コラム

5、Responsible Decision Making「責任ある社会的行動の選択」

 アメリカのNPO法人CASELは、「社会性と情動の学習Social-Emotional Learning」の要素として、次の5つをあげています。

 Self-awareness

 Self-management

 Social awareness

 Relationship skills

 Responsible decision-making

 今回から、Responsible Decision Making「責任ある社会的行動の選択」について考えます。これは「さまざまな状況での個人的な行動や社会的相互作用について思いやりのある建設的な選択をする能力」と定義されています。この概念には、Justice(正義)の理念が関連しています。まず、何を正義と呼ぶのか、正義の根拠はどこにあるのか考えてみます。

 Justice(正義)は人間のふるまい方について「良いと感じる」概念です。動物や植物にはあてはまりません。人間という種に共通する要素は、人種や性別での違いはあっても基本的におなじ身体構造を持っていることです。他の動物や植物の身体構造とは違っています。そして、人間も動物も植物にも共通する生物としての特徴は「生命(生きのびる傾向)」です。

 生物の生命維持と種の継続に必要な身体維持(防御・栄養)と生殖傾向を進化論的に考えると、次のようになります。

  • 身体維持(防御・栄養)と生殖傾向が強い種は、子孫を残し進化した。
  • 身体維持(防御・栄養)と生殖傾向が弱い種は、子孫が減り滅亡した。

 現代の先進諸国の少子高齢化現象は、自分の身体維持(防衛・栄養)のための資源(利益)の獲得に躍起となって、生殖傾向が減退しているかのような「人類の進化論的危機」のようにも感じます。

 同じ身体構造を持った人類が他の動物や植物と異なる特徴として、「知能」や「言語」をあげる人は多いと思います。しかし、様々な動物も生存の「知恵」と非言語的コミュニケーションがあることが知られています。人類の特徴として、進化論的には「知能」よりも社会的存在であるという点が重要です。
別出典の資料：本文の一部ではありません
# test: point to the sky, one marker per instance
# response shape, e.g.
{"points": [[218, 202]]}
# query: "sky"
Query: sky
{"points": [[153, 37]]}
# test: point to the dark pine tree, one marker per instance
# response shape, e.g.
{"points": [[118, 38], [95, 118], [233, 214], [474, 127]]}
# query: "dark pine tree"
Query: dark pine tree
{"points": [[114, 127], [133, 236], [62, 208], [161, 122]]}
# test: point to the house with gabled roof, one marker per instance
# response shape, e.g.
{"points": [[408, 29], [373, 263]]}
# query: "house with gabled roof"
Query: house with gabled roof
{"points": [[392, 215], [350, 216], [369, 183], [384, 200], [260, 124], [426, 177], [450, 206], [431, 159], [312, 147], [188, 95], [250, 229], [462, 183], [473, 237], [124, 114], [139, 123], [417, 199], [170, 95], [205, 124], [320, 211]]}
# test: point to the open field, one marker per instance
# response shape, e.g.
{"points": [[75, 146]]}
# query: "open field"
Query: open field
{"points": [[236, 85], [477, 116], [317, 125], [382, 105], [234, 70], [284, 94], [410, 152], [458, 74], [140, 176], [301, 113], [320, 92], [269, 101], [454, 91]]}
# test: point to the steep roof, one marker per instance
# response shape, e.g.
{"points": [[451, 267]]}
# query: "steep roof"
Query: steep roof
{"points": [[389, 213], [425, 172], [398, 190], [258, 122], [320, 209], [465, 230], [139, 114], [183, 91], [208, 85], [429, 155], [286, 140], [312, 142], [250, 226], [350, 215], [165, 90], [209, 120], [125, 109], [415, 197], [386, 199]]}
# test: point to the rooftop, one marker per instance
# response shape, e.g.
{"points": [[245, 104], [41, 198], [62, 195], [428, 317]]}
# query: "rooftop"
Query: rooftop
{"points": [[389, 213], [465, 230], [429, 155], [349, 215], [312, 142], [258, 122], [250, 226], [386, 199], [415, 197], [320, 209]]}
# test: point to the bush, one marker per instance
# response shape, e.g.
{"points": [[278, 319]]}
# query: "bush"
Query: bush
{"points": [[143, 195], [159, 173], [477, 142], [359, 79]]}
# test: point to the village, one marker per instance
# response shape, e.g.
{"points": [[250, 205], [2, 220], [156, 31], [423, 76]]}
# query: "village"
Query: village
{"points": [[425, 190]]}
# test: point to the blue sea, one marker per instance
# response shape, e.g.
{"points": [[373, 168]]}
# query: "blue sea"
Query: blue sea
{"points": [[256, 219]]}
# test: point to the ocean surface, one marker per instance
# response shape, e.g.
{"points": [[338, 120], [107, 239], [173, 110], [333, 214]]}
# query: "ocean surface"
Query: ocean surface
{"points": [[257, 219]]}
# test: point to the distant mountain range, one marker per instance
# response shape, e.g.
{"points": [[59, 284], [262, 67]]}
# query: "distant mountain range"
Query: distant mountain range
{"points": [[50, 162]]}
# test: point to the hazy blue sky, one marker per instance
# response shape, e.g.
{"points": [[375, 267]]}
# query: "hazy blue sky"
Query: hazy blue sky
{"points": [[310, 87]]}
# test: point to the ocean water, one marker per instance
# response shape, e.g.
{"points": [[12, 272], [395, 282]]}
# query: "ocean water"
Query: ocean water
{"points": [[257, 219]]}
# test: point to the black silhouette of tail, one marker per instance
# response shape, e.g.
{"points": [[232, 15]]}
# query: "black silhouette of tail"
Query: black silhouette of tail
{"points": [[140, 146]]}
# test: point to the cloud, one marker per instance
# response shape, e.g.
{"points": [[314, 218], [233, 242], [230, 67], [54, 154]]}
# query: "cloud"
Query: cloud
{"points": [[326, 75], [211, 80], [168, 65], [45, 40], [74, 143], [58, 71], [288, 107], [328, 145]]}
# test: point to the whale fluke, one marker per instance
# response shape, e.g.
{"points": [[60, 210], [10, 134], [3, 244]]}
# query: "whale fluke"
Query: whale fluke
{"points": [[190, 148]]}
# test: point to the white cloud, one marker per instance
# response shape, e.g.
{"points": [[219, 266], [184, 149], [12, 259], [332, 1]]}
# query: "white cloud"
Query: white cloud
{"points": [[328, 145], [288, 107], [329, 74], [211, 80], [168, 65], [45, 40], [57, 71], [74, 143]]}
 無知の科学(スローマン他2018)では、次のように述べています。

 「個人が処理できる情報量には重大な制約がある。」

 「人類が成功を収めてきたカギは、知識に囲まれた世界に生きていることにある。知識は私たちが作るモノ、身体や労働環境、そして他の人々のなかにある。」

 また、マーク・トウェイン(1894)の小説の言葉「問題は無知ではない。知っているという思い込みだ」も心に留めておきたいと思います。

 すなわち、人類は、個人としての「知能」よりも、人と人とが相互作用し協力することで自分の知らない知識・文化を継承し進化・発展してきたと言えるでしょう。資源(利益)の獲得で競争や紛争が起こっても、人と人とが相互作用して協力し合うルールという知恵(法令)によって解決してきたと考えられます。

 人類は、知識・文化を共有することによって身体維持(防衛・栄養)のための資源(利益)を効率的に獲得すると共に、同じ身体を持ち同じ情動を感じる他の人々と協力し合う「社会性」によって、生命の維持・継続をはかる傾向を進化させてきたと考えられます。私は、ここにJustice(正義)の根源があると感じてます。

 

参考・引用文献

  • スローマン他. 2018. 知ってるつもり 無知の科学. 早川書房.
  • マーク・トウェイン(サミュエル・C・クレメンス). 1894 パディントンの聖徳. Charles L. Webster & Company.)